4.0. Recent Theories and studies on Music in Games.

After examining the historical progression and theories surrounding the relationship between music and games, it is natural to explore recent advancements and contemporary perspectives in this field. Investigating current research and emerging trends will provide insight into the dynamic interplay between music and games in the present era.

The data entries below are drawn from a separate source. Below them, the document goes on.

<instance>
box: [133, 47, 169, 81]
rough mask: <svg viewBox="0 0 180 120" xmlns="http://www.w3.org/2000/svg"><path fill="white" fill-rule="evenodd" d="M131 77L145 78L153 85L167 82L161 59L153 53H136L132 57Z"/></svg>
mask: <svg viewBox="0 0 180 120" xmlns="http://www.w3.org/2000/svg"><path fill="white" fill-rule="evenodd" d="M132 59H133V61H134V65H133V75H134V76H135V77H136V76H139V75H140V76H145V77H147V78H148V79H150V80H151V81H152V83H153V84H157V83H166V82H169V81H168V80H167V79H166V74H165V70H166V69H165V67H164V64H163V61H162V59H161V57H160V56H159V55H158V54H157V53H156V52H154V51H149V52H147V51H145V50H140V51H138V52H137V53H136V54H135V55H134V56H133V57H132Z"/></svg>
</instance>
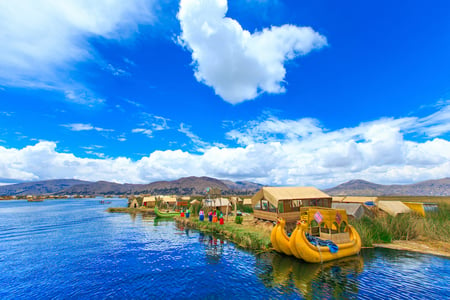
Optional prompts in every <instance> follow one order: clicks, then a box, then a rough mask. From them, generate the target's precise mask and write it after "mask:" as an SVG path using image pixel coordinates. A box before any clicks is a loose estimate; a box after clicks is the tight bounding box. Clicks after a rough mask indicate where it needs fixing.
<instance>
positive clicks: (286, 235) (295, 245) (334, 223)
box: [270, 207, 361, 263]
mask: <svg viewBox="0 0 450 300" xmlns="http://www.w3.org/2000/svg"><path fill="white" fill-rule="evenodd" d="M285 224H286V222H285V220H284V219H279V220H278V222H277V225H275V227H274V228H273V229H272V233H271V235H270V241H271V242H272V246H273V248H274V249H275V250H276V251H277V252H280V253H283V254H286V255H293V256H295V257H297V258H299V259H303V260H304V261H306V262H310V263H323V262H326V261H330V260H334V259H338V258H343V257H347V256H351V255H355V254H357V253H359V251H360V250H361V238H360V236H359V234H358V232H357V231H356V230H355V228H353V227H352V226H351V225H349V224H348V218H347V213H346V211H345V209H333V208H325V207H302V208H301V209H300V221H298V222H297V227H296V228H295V229H294V231H293V232H292V234H291V237H288V235H287V234H286V232H285V230H284V227H285Z"/></svg>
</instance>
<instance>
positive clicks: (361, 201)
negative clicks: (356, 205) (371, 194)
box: [333, 196, 378, 204]
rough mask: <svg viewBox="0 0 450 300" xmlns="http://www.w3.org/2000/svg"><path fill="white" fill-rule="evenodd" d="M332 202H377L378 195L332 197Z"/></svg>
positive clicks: (354, 202) (355, 202) (375, 203)
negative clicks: (373, 196)
mask: <svg viewBox="0 0 450 300" xmlns="http://www.w3.org/2000/svg"><path fill="white" fill-rule="evenodd" d="M333 202H346V203H363V204H364V203H366V202H373V203H375V204H376V203H377V202H378V197H362V196H345V197H333Z"/></svg>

It is worth recalling, as mentioned before, that the history of games as a discipline recognized within the artistic realm is relatively recent. The steps leading to the general consideration of "ludology" as an academic field of study date sporadically from the 1970s and 1980s, gaining more regularity from the 1990s onwards, closely corresponding with the development and widespread adoption of video games, a culturally and economically significant phenomenon. Before then, game studies were confined to the realm of anthropology, as evidenced by Huizinga's famous text. A sort of timeline can be identified for the incorporation of games into academic and cultural spheres:

  • 1982: first appearance of the term "ludology" in academic circles, in Does Being Human Matter - On Some Interpretive Problems of Comparative Ludology by Mihaly Csikszentmihalyi;1

  • 1983: video game magazine Video Games Player states that video games "are as much an art form as any other field of entertainment”;2

  • 1989: Hot Circuits: A Video Arcade exhibition by the Museum of the Moving Image in New York marks the beginning of considering video games as visual art;3

  • 1990: Board Games in the Ancient World colloquium at the British Museum organized by English philologist Irving Finkel (still ongoing, celebrated 25th edition in 2023);4

  • 1998: first publication of Board Game Studies, one of the earliest academic journals;5

  • 1999: Gonzalo Frasca stands for the use of the term “ludology" in academic papers;6

  • 2001: publication of Game Studies academic journal;7

  • 2003: First mention in a formal conference in Arcade Classics Span Art? Current Trends in the Art Game Genre by Tiffany Holmes at Melbourne DAC Conference, stating that video games are part of digital art culture;

  • 2003: foundation of DiGRA (Digital Games Research Association);8

  • 2006: French Minister of Culture definition of video games as “cultural goods” and “a form of artistic expression", providing the genre with a tax subsidy. The article who mention it in USA also compared video games to film industry.;

  • 2011: United States National Endowment for the Arts expanded the allowable projects to include "interactive games” in accepting grants for art projects for 2012;

  • 2012: The Art of Video Games, exhibition at The Smithsonian American Art Museum, Washington D.C.9

The impact of considering games as a culturally valid form of artistic expression with the development of new digital technologies is not a random phenomenon, but rather, co-causal, mutually influential. The widespread popularity of video games owes much to the development of technologies that have enabled their functioning, and these technologies, in turn, have experienced a strong boost in production driven by the insistent demand for new games from the emerging gamer subculture.